Join writers Malachi O’Doherty, David Hume and Katherine Mezzacappa to explore historical research and writing across a range of experiences.
Malachi O'Doherty is a writer and broadcaster. His twelve books are mostly memoir-led histories and polemics. He also has one novel, Terry Brankin Has a Gun. Recent historical works include The Year of Chaos (Belfast 1972) and Fifty Years On, an exploration of social and cultural change since the civil rights movement. Dr O'Doherty is a frequent guest on radio and television locally and writes weekly columns for The Belfast Telegraph and The Irish Post. He is married to the poet Maureen Boyle and they live in Belfast.
Katherine Mezzacappa was born in Carrickfergus but is long resident in Italy where they also have some quite impressive castles. Writing as Katie Hutton, she published four historical novels with Bonnier Zaffre. Her first book writing as herself, The Maiden of Florence (Fairlight) came out in 2024. Her latest novel, The Ballad of Mary Kearney (Histria, 2025) is set mainly in County Down at the time of the 1798 rebellion, but some readers will recognise in the Big House a portrait of Kilwaughter Castle. Katherine's short stories have been published in journals worldwide.

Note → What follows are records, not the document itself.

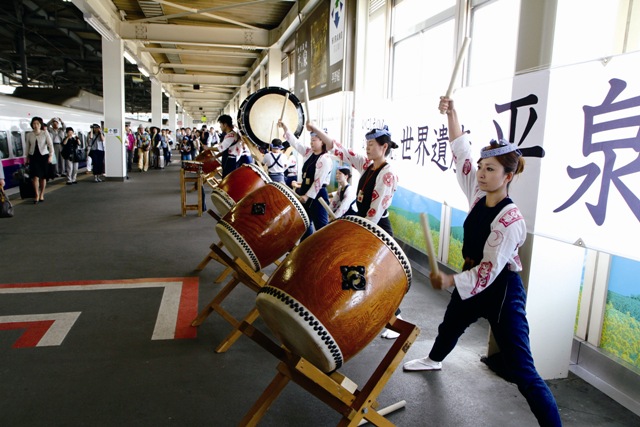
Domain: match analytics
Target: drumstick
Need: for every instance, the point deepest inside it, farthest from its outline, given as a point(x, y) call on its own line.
point(324, 205)
point(387, 410)
point(306, 100)
point(456, 69)
point(327, 208)
point(284, 107)
point(433, 263)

Katherine is a member of the executive committee of the Irish Writers Union. She is an organiser of the first Historical Novel Society conference to take place on the island of Ireland, in Maynooth, August 2026.
Dr. David Hume MBE is a broadcaster, historian and author from Ballycarry, County Antrim. A former parliamentary research assistant, he was a journalist with the Morton Newspaper Group and was Director of Services for the Grand Orange Lodge of Ireland for 12 years, overseeing major outreach through the development of the Museum of Orange Heritage in 2015 and numerous other initiatives. He works in local government.
A prominent Ulster Scots historian and author, he served as a member of the Ministerial Advisory Group on the Ulster Scots Academy and was appointed to the Panel of Experts on Ulster Scots, assisting in the development of a strategy for the Ulster Scots language. He served as an Independent Commissioner on the Flags, Identity, Culture and Tradition Commission in Northern Ireland. He has broadcast eight series of the popular BBC Radio Ulster Irish history series “The Long and the Short of it” with well-known comedian Tim McGarry, and is now on his second TV series. He was co-presenter of the BBC NI series “Afeared”, examining Ulster Scots ghost stories.
His published works include “Far from the Green Fields of Erin”, a study on Ulster emigration, “Union Cruiser: Ulster and the gunrunning of 1914”, “People of the Loughshore”, a study of local people in newspapers from the 1790s to the 1940s, “Eagle’s Wings”, a history of the Scotch-Irish and Ulster Scots, “Tides of Time. A Coastal History of East Antrim” and “No Smoke without Fire? Folklore, superstitions and stories of strange goings on”. He is an Honorary Citizen of Clover, South Carolina.